Pero regresando a la lucidez luego de mis inherentes y absurdas oscilaciones entre brillantez y cursilería, recuerdo que empezaba a pensar en que debería hablar con los padres de la Gringa -por favor no me pidas explicarte porqué, eso en sí mismo podría dedicarlo a otro texto completo, que no tenga tanto que ver contigo, y en especial, que no sea escrito esta noche-, pero comprendí que tratar de hacer algo solamente porque me conviene, es tan absurdo, es decir, por qué sufrir tanto al pensar en lo que debería ser si el deber ser sólo puede ser en el ahora, que es el sitio donde todo cambio tiene una acción inmediata y no una prolongación del sufrimiento, una esperanza, un derroche de vida, es decir, de tiempo.

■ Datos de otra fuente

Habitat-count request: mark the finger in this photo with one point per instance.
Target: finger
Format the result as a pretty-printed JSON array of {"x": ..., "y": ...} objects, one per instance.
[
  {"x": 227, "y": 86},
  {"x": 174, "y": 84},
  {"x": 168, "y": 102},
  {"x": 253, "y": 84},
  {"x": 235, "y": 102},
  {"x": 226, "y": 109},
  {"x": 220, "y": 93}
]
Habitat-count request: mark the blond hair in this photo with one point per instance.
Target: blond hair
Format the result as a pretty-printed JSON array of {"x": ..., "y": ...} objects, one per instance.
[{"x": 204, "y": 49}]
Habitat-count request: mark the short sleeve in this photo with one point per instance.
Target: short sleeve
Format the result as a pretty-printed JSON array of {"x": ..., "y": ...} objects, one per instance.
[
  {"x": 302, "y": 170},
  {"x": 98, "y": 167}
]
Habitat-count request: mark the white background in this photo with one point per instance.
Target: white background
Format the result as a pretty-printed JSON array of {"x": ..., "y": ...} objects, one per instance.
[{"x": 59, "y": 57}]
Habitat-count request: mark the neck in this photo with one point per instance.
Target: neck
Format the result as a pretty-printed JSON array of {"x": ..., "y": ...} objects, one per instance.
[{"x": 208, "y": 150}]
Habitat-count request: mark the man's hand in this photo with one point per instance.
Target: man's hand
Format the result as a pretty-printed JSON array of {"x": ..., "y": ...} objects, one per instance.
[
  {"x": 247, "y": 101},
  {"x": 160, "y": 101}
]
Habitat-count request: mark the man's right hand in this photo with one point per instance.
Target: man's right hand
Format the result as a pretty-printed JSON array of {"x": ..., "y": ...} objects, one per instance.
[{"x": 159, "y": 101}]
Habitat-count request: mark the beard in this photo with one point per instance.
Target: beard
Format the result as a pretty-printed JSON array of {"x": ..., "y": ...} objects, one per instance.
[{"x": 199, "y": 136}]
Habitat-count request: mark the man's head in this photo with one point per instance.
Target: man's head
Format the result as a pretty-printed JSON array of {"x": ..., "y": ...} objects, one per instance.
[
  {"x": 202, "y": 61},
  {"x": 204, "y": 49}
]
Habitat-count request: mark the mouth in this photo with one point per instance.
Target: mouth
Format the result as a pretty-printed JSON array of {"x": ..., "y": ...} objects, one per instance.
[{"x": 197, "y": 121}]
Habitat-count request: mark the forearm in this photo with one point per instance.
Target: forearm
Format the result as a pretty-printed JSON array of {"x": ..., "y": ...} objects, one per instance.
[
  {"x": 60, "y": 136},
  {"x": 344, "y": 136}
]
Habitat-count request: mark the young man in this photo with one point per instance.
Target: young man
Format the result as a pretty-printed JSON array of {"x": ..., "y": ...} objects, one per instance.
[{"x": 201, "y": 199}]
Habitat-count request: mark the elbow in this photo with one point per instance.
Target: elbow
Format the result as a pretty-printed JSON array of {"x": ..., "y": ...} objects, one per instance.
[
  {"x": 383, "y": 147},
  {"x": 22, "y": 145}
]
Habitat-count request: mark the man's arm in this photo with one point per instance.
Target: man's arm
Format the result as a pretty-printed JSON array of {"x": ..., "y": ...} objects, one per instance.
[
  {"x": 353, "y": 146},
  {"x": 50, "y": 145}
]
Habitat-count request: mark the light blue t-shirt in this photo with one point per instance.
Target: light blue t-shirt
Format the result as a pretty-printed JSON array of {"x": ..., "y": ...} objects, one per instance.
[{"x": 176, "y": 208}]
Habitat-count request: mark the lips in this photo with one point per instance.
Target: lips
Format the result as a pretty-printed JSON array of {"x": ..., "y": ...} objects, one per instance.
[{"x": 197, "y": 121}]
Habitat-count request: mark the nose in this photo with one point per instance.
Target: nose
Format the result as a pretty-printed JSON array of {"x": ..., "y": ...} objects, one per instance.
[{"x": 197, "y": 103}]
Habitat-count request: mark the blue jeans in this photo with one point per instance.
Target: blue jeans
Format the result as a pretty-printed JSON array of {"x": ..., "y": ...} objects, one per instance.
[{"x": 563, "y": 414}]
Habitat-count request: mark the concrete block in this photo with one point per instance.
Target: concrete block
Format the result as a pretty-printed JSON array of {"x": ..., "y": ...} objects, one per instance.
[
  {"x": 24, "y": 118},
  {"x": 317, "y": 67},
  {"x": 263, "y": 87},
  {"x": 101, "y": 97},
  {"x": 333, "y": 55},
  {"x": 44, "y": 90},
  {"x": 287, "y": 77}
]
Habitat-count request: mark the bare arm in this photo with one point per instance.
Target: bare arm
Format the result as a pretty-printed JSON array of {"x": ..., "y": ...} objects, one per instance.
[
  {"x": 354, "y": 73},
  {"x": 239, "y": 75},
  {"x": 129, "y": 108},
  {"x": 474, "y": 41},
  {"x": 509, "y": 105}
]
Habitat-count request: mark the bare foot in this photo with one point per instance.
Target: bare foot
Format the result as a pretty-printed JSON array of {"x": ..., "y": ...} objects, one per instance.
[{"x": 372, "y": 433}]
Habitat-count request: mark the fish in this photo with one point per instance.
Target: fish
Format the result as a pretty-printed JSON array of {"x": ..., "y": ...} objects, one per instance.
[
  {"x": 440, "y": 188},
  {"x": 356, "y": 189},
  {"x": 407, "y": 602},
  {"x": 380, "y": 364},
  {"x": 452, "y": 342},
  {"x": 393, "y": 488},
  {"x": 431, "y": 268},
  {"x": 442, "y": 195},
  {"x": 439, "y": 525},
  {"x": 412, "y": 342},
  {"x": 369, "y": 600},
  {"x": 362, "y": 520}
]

 Entonces me di cuenta que preocuparme por qué tipo de escritor seré, es ridículo y sin sentido, porque soy este escritor, el que escribe una carta a Jennifer Arevalo, y no necesito ser nadie más; aquí, contigo, soy todo lo que necesito ser. Y sé que esto dice muy poco de quién eres, además de tu nombre y de tus bellas tetas, pero qué mayor prueba de tu belleza, tu belleza completa y real, que esto: un escrito que no trata de describir qué o quién eres, sino un escrito que tenga palabras que sólo pueden ser dirigidas hacia ti.

Como siempre, como siempre, mi amor, como siempre. Me voy con la sensación de que pude haberte dicho más, pero el tiempo, y las palabras, y la vida, cuando es contigo, jamás es suficiente.